Ross finds the two recent biographies to be "almost comically contradictory portraits."
Thomas Wright's Built of Books: How Reading Defined the Life of Oscar Wilde presents "Wilde is an intellectual dreamer who rarely steps outside the literary realm" and "even suggests that Wilde discovered his sexuality in the pages of Plato."
Neil McKenna's The Secret Life of Oscar Wilde presents him as "a largely sexual being who reads in order to find a language for his desire and writes in order to speak that desire aloud...McKenna, by fixating on Wilde’s sexual life, arrives at an oddly unflattering portrait. Preying on young literary fans, paying off rent boys, picking up lads as young as fifteen—Wilde is stripped of his charm."
Later, Ross argues:
"The gay strain in Wilde’s work is part of a larger war on convention. In the 1889 story “The Portrait of Mr. W. H.,” a pseudo-scholarly, metafictional investigation of Shakespeare’s sonnets to a boy, Wilde slyly suggests that the pillar of British literature was something other than an ordinary family man. In the 1891 play “Salomé,” Wilde expands a Biblical anecdote into a sumptuous panorama of decadence. Anarchists of the fin de siècle, especially in Germany, considered Wilde one of their own: Gustav Landauer hailed Wilde as the English Nietzsche. Thomas Mann expanded on the analogy, observing that various lines of Wilde might have come from Nietzsche (“There is no reality in things apart from their experiences”) and that various lines of Nietzsche might have come from Wilde (“We are basically inclined to maintain that the falsest judgments are the most indispensable to us”). Nietzsche and Wilde were, in Mann’s view, “rebels in the name of beauty.”

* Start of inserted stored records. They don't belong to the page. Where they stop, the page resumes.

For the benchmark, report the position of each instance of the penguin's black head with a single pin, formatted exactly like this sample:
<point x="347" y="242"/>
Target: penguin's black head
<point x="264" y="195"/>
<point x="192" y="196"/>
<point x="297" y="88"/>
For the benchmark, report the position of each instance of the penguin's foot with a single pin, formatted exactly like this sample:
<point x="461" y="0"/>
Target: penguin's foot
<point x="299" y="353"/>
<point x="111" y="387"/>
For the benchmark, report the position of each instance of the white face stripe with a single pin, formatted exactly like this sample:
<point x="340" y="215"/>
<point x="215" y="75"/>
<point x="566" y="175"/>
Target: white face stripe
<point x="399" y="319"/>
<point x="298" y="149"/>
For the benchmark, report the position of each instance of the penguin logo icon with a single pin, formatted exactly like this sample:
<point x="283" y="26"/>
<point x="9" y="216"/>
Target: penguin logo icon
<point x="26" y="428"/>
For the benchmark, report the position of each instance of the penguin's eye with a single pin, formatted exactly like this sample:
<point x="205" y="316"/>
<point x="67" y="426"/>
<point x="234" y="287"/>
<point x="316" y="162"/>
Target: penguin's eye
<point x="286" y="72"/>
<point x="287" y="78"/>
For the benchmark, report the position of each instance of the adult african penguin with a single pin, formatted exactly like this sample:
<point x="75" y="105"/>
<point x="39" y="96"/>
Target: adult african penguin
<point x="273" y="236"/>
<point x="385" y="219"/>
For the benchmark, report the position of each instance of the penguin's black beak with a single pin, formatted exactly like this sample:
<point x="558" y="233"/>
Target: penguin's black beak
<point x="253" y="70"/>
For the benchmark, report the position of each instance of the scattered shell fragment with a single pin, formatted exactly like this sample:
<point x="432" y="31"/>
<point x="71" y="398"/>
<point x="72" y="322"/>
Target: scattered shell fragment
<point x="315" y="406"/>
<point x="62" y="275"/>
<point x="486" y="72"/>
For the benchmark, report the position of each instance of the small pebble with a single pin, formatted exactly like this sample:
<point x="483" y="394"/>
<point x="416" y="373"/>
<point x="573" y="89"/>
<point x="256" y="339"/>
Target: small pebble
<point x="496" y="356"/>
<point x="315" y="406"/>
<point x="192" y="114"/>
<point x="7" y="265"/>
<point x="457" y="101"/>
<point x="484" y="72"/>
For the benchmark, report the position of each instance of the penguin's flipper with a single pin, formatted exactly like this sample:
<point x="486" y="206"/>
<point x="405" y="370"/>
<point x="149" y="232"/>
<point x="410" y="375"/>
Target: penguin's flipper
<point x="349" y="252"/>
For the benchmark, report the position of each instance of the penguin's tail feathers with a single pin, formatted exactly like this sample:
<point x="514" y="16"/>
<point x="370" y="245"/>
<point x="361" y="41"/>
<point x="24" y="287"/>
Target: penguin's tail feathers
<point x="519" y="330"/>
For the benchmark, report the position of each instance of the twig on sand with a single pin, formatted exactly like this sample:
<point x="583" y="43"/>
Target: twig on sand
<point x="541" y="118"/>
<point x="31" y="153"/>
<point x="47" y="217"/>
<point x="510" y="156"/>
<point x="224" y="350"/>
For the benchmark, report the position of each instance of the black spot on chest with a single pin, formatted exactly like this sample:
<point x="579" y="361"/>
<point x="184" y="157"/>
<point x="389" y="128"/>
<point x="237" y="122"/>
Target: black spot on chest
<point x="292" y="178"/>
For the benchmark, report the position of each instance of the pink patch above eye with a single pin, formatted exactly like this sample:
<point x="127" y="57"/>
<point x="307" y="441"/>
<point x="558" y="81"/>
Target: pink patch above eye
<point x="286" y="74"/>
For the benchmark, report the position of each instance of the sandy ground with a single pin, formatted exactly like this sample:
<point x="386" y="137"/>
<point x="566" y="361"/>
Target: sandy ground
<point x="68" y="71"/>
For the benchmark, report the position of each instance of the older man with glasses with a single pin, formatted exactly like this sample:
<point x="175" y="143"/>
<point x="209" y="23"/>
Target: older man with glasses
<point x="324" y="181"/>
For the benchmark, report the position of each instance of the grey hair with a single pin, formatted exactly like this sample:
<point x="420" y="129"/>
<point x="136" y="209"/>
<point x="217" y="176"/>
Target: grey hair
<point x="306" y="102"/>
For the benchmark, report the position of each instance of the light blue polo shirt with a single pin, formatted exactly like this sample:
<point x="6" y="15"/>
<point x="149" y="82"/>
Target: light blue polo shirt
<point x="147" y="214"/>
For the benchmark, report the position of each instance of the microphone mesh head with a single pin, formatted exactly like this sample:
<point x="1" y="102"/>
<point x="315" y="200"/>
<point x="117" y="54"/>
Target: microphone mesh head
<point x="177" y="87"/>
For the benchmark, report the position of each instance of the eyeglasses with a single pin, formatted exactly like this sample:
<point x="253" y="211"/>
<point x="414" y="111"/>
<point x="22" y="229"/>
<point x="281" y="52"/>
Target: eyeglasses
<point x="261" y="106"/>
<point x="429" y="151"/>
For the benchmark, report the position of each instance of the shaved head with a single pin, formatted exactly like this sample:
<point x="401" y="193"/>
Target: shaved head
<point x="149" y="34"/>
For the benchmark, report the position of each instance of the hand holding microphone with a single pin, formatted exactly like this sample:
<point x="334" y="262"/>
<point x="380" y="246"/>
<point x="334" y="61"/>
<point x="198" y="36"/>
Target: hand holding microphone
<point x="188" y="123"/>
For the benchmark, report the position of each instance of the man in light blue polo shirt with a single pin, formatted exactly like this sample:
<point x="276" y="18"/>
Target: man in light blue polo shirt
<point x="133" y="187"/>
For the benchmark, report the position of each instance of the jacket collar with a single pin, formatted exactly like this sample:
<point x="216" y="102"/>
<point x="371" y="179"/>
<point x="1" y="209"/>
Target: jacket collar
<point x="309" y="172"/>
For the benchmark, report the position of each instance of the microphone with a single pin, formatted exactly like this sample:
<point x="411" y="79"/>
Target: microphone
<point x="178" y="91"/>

Readers may find the timing of the piece curious, as if the editors had sidelined it until the slower August stupor. Parsing these Dorian Gray changes was a literary pasttime four months ago, with the April publication from Harvard of the "uncensored" version, which alas only restores 500 words. Music fans may wonder how Ross can work in Neil Patrick Harris and Tony Kushner while excluding The Smith's many references to Wilde and, most important, Pet Shop Boys' quote from his sentencing, And I, my Lord, may I say nothing? in "DJ Culture." Devastating and danceable.
Ross says Wilde's aspirations for gay men did not include "the right to join the military or to marry in church." How the hell does he know?
He also misidentified Antinous as the emperor Hadrian's "slave."